Newsletter #25-3 研究エッセイ

水圏ステーション 忍路臨海実験所 四ツ倉 典滋

 北海道の各地沿岸域には豊かなコンブの群落が広がっています。これらコンブは地域の海洋生態系や環境を支えるとともに、食材として長年にわたって私たち日本人の食卓も支えてきました。しかし、近年深刻化する気候変動による環境変化はコンブの生育に影響を与え、将来の分布域が変化することが考えられます。厚岸臨海実験所との共同研究によって、IPCC(国連の気候変動に関する政府間パネル)が気候の予測や影響評価を行う際に用いるRCPシナリオ(代表濃度経路シナリオ)に基づいて解析すると、天然コンブの分布域は時の経過とともに北上し、温暖化が緩やかに進むシナリオにおいてさえも今世紀末には道内現存種の少なからずについて、その生育適地が北海道から外れる可能性があることが示されました。実際、数年前に我が国のコンブ分布の南限とみなされ、私がよく訪れていた東北地方のある地域のコンブ群落が今日までに姿を消したと伝えられるなど事態は切実です。

知床羅臼の”コンブの森”

 北海道ではコンブ漁獲量のおよそ3分の2が天然採取です。近年の天然漁獲量の減少を受けて、各地で藻場と呼ばれる“コンブの森”を造成するための取り組みが行われています。一方で、総漁獲量の安定を保つために養殖による増産が図られています。しかし、現状の藻場造成はコンブの着生場所作りに重点が置かれており、そこに生えるコンブは自然任せであることが多く、また、養殖においても種苗は天然採取された母藻に依存しているのが実情です。この先もこれまでのように天然コンブを利用できるかどうかわからないことから、天然個体に頼ることなく藻場造成や養殖ができる体制を整えることが求められます。
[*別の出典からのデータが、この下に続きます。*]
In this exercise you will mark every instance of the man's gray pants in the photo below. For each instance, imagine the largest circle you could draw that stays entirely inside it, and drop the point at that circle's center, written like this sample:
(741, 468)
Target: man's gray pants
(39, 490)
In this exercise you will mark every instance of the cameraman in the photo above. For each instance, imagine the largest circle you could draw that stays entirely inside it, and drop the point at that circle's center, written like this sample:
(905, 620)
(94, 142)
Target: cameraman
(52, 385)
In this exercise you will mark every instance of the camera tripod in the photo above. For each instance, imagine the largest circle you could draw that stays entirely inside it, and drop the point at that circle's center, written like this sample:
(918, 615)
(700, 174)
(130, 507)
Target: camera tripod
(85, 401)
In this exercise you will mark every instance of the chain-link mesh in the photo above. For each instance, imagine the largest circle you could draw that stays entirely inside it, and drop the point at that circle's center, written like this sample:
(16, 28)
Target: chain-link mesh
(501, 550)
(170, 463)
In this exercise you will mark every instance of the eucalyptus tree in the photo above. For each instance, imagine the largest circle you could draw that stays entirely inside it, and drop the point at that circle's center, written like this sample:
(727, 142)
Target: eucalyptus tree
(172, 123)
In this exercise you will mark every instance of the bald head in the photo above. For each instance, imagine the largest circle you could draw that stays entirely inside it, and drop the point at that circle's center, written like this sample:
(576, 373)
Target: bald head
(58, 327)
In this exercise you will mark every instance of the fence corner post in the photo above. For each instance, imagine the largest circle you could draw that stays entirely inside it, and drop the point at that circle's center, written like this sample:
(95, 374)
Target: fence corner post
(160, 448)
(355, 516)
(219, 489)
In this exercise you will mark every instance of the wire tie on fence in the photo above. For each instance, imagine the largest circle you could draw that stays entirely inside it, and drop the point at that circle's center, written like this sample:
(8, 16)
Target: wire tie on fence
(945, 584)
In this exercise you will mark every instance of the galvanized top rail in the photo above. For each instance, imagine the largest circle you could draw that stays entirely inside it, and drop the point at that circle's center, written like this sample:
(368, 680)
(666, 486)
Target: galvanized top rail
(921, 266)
 そこで、忍路臨海実験所では現存コンブ資源の培養保存に努めており、それら保存株を藻場造成や養殖、育種に活用していくことを目指して研究を進めています。現在のところ道内外から集めた100産地を超える株を無菌状態で保存しています。コンブは、私たちが磯で目にする葉状体(胞子体世代)の状態で維持管理することは難しいのですが、糸状体(配偶体世代)として長期にわたって保管することが可能です。試験管のなかでマリモのような姿をした保存配偶体は、プランクトン孵化水槽を用いた多段培養で高い増殖率を示し、藻場造成や養殖の現場スケールで利用可能であることが分かりました。成熟抑制条件のもとで保管されている雌雄配偶体は、成熟誘導-培養液組成や光条件の変更-を施すことによってそれぞれ卵と精子を形成し、やがて胞子体を作ります。配偶体や胞子体はそれ自体付着能力に乏しく、海底面に置いてやってもすぐに流失してしまいます。そこで、私たちは高分子ゲルやポリマーを媒体としてそれらを海中の着生基質や養殖種苗糸に接着させることを試みています。ゲルのなかにコンブの生長促進物質や、食植動物の摂餌阻害物質を含めることができればより用途は広がり・・・、夢は大きく膨らみます。効率的な成果が得られることはもちろん、如何に安価で取り扱いがし易く、環境への負荷が少ない技術を開発できるのか、挑戦はまだまだ続きます。